TVD Radar: Zip It Up! Too – More of the Best of Trouser Press Magazine 1974–1984 edited by Ira Robbins in stores 8/11

VIA PRESS RELEASE | Variety called Trouser Press “one of the greatest music magazines in history” and described Zip It Up! (2024) as “practically a real-time history of some of the best rock music of that era.”

Zip It Up! Too is packed with more enthusiastic, in-depth coverage of a diverse collection of artists. Vintage interviews with Paul McCartney, Jeff Beck, Bill Wyman and members of The Who provide insight into classic rock history, while profiles of the Police, Talking Heads, Duran Duran, The Cars, Devo, The Pretenders, and New Order reflect the progress of music in the 1980s. There are features on Nick Drake, Ian Dury, The Modern Lovers, Lene Lovich, ABBA, The Troggs, and the German group Can—as well as a previously uncollected Ramones interview by the famed Lester Bangs.

Zip It Up! Too includes 21 “autodiscographies,” a unique Trouser Press feature in which artists spoke about each of their albums in sequence, sharing detailed behind-the-scenes memories of them. Stars who opened their musical closets to Trouser Press include Genesis, Jethro Tull, Jefferson Airplane, Cheap Trick, Sparks, Iggy, Blondie, Slade, and Ian Hunter (Mott the Hoople), all of whom provided fascinating first-person documents of real historical value.

Trouser Press began as a mimeographed fanzine in New York in 1974 and grew to a glossy national monthly by the end of its existence in 1984. Although known for its coverage of British bands, the magazine more generally focused on music that was underground, independent, or unappreciated. Fans called it “the bible of alternative rock.” Trouser Press put its name to five album review guides published in the 1980s and 1990s and continues with a dedicated website at www.trouserpress.com.

FROM ZIP IT UP! TOO | James Osterberg, more notoriously known as Iggy Pop, is an American original: an articulate juvenile delinquent. From the moment he burst on the national scene with the Stooges, there was no doubt that here was the reductio ad absurdum of rock and roll. Over the years, Osterberg has somehow not only survived but grown, dragging Iggy with him. Zombie Birdhouse marks a new direction in his music—one no less compelling than the chaotic self-destruction of old. He has also given us a book of autobiographical reminiscences, I Need More, to further our understanding of his intriguing personality. Here, Osterberg examines his recorded legacy and the situations surrounding its creation. “All recordings are painful,” he says. “It’s like waiting to score.” Brace yourself for the raging id of Ig.
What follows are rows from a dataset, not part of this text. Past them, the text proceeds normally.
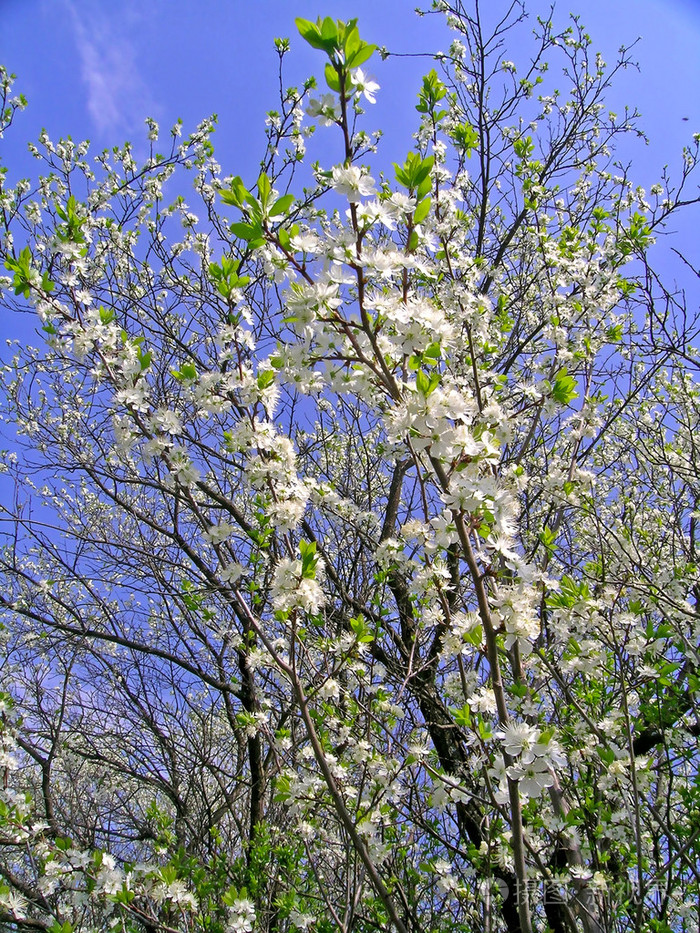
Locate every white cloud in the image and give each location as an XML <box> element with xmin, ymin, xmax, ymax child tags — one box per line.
<box><xmin>64</xmin><ymin>0</ymin><xmax>157</xmax><ymax>142</ymax></box>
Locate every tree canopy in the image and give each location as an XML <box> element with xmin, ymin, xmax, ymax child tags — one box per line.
<box><xmin>0</xmin><ymin>0</ymin><xmax>700</xmax><ymax>933</ymax></box>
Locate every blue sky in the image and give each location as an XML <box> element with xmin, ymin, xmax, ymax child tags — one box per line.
<box><xmin>0</xmin><ymin>0</ymin><xmax>700</xmax><ymax>336</ymax></box>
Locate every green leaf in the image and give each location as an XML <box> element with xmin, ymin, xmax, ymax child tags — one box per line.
<box><xmin>413</xmin><ymin>198</ymin><xmax>431</xmax><ymax>224</ymax></box>
<box><xmin>552</xmin><ymin>369</ymin><xmax>578</xmax><ymax>405</ymax></box>
<box><xmin>346</xmin><ymin>42</ymin><xmax>377</xmax><ymax>68</ymax></box>
<box><xmin>324</xmin><ymin>62</ymin><xmax>340</xmax><ymax>94</ymax></box>
<box><xmin>269</xmin><ymin>194</ymin><xmax>294</xmax><ymax>217</ymax></box>
<box><xmin>257</xmin><ymin>369</ymin><xmax>275</xmax><ymax>389</ymax></box>
<box><xmin>416</xmin><ymin>371</ymin><xmax>441</xmax><ymax>398</ymax></box>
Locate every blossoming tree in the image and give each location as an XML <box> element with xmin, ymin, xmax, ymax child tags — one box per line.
<box><xmin>0</xmin><ymin>0</ymin><xmax>700</xmax><ymax>933</ymax></box>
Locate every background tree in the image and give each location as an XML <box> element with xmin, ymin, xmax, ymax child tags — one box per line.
<box><xmin>0</xmin><ymin>2</ymin><xmax>700</xmax><ymax>933</ymax></box>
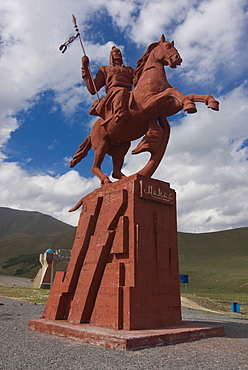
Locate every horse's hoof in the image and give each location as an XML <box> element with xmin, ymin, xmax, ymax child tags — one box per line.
<box><xmin>101</xmin><ymin>179</ymin><xmax>112</xmax><ymax>186</ymax></box>
<box><xmin>208</xmin><ymin>100</ymin><xmax>219</xmax><ymax>110</ymax></box>
<box><xmin>183</xmin><ymin>101</ymin><xmax>197</xmax><ymax>113</ymax></box>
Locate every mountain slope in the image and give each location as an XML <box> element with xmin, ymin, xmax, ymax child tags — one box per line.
<box><xmin>0</xmin><ymin>207</ymin><xmax>76</xmax><ymax>277</ymax></box>
<box><xmin>0</xmin><ymin>208</ymin><xmax>248</xmax><ymax>293</ymax></box>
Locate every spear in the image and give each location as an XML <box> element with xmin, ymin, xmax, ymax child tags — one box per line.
<box><xmin>59</xmin><ymin>14</ymin><xmax>100</xmax><ymax>100</ymax></box>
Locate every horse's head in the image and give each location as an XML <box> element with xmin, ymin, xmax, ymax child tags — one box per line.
<box><xmin>154</xmin><ymin>35</ymin><xmax>183</xmax><ymax>68</ymax></box>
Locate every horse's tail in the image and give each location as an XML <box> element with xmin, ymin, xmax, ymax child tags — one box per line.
<box><xmin>70</xmin><ymin>135</ymin><xmax>91</xmax><ymax>167</ymax></box>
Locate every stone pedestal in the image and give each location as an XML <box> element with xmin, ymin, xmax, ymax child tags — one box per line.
<box><xmin>29</xmin><ymin>175</ymin><xmax>225</xmax><ymax>348</ymax></box>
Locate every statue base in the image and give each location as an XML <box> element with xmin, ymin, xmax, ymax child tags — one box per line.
<box><xmin>29</xmin><ymin>174</ymin><xmax>224</xmax><ymax>348</ymax></box>
<box><xmin>29</xmin><ymin>319</ymin><xmax>224</xmax><ymax>350</ymax></box>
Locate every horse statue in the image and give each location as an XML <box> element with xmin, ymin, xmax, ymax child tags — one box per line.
<box><xmin>70</xmin><ymin>35</ymin><xmax>219</xmax><ymax>185</ymax></box>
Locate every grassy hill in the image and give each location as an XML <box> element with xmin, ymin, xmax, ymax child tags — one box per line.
<box><xmin>0</xmin><ymin>207</ymin><xmax>76</xmax><ymax>278</ymax></box>
<box><xmin>178</xmin><ymin>227</ymin><xmax>248</xmax><ymax>295</ymax></box>
<box><xmin>0</xmin><ymin>208</ymin><xmax>248</xmax><ymax>296</ymax></box>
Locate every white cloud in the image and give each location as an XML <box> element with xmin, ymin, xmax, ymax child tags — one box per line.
<box><xmin>124</xmin><ymin>85</ymin><xmax>248</xmax><ymax>232</ymax></box>
<box><xmin>0</xmin><ymin>0</ymin><xmax>248</xmax><ymax>231</ymax></box>
<box><xmin>0</xmin><ymin>158</ymin><xmax>99</xmax><ymax>225</ymax></box>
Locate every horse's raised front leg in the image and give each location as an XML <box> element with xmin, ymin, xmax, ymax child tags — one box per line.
<box><xmin>187</xmin><ymin>94</ymin><xmax>219</xmax><ymax>111</ymax></box>
<box><xmin>140</xmin><ymin>87</ymin><xmax>197</xmax><ymax>113</ymax></box>
<box><xmin>91</xmin><ymin>140</ymin><xmax>111</xmax><ymax>185</ymax></box>
<box><xmin>108</xmin><ymin>141</ymin><xmax>131</xmax><ymax>179</ymax></box>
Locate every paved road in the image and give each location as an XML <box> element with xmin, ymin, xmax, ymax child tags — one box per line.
<box><xmin>0</xmin><ymin>297</ymin><xmax>248</xmax><ymax>370</ymax></box>
<box><xmin>0</xmin><ymin>275</ymin><xmax>32</xmax><ymax>288</ymax></box>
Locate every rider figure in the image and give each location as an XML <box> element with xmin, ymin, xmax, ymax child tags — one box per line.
<box><xmin>82</xmin><ymin>46</ymin><xmax>134</xmax><ymax>122</ymax></box>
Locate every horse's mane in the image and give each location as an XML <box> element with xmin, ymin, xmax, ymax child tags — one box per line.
<box><xmin>133</xmin><ymin>42</ymin><xmax>159</xmax><ymax>87</ymax></box>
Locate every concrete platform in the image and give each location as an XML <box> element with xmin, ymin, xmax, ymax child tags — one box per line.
<box><xmin>28</xmin><ymin>319</ymin><xmax>224</xmax><ymax>350</ymax></box>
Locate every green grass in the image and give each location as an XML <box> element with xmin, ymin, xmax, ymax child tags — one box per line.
<box><xmin>182</xmin><ymin>292</ymin><xmax>248</xmax><ymax>315</ymax></box>
<box><xmin>0</xmin><ymin>286</ymin><xmax>50</xmax><ymax>303</ymax></box>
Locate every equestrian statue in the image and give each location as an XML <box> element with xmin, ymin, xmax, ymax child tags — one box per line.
<box><xmin>70</xmin><ymin>35</ymin><xmax>219</xmax><ymax>185</ymax></box>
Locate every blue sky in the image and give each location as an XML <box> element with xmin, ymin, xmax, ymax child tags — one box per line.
<box><xmin>0</xmin><ymin>0</ymin><xmax>248</xmax><ymax>232</ymax></box>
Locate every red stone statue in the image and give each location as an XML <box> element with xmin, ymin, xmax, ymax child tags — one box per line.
<box><xmin>70</xmin><ymin>35</ymin><xmax>219</xmax><ymax>184</ymax></box>
<box><xmin>29</xmin><ymin>31</ymin><xmax>224</xmax><ymax>349</ymax></box>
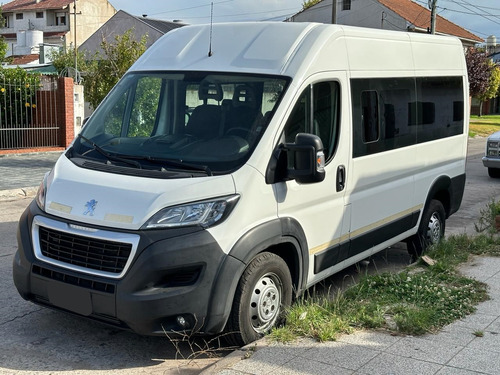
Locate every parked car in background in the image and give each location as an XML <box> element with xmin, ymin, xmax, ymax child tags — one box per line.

You know how great the Ramones are. But, sadly, there is a world out there which remains unconvinced. Once or twice a year, I revisit my erstwhile stomping grounds in Detroit, and when I do, I always stay at the home of Rob Tyner of the MC5. A little over a year ago, I happened to notice that his eight-year-old son, Robin, was getting on this Fonzie kick, saying things like “Hey, Dad, do you think I could ever get just a bunch of guys to hang out with and do stuff?” He didn’t know the word “gang” and, of course, had no idea what they would do if and when they got together to hang out, except that it would, of course, be “cool.” Rob threatened to buy him a tom-thumb-size black leather jacket. I took more direct action: I went out and bought a copy of Ramones Leave Home, brought it back to the house, and said: “Robin, I’ve got a present for you”—whipping it out of the bag—“punk rock!” (Lester Bangs)

“My father’s a salesman,” Jonathan Richman explains. “That’s where ‘Roadrunner’ came from. He’s a traveling salesman. He sells to military installations all over New England. That’s how I got that love for 7-Up signs and Norwood and Foxboro and all these different places. I would sit in the car with him, and we would drive all over this area, up and down New England. It was like a whole other world to me.”

Jonathan is sitting in a Cambridge natural food restaurant at eleven in the morning. He is wearing a T-shirt and shorts. His muscular, unshaven appearance is surprisingly different from his publicity pic.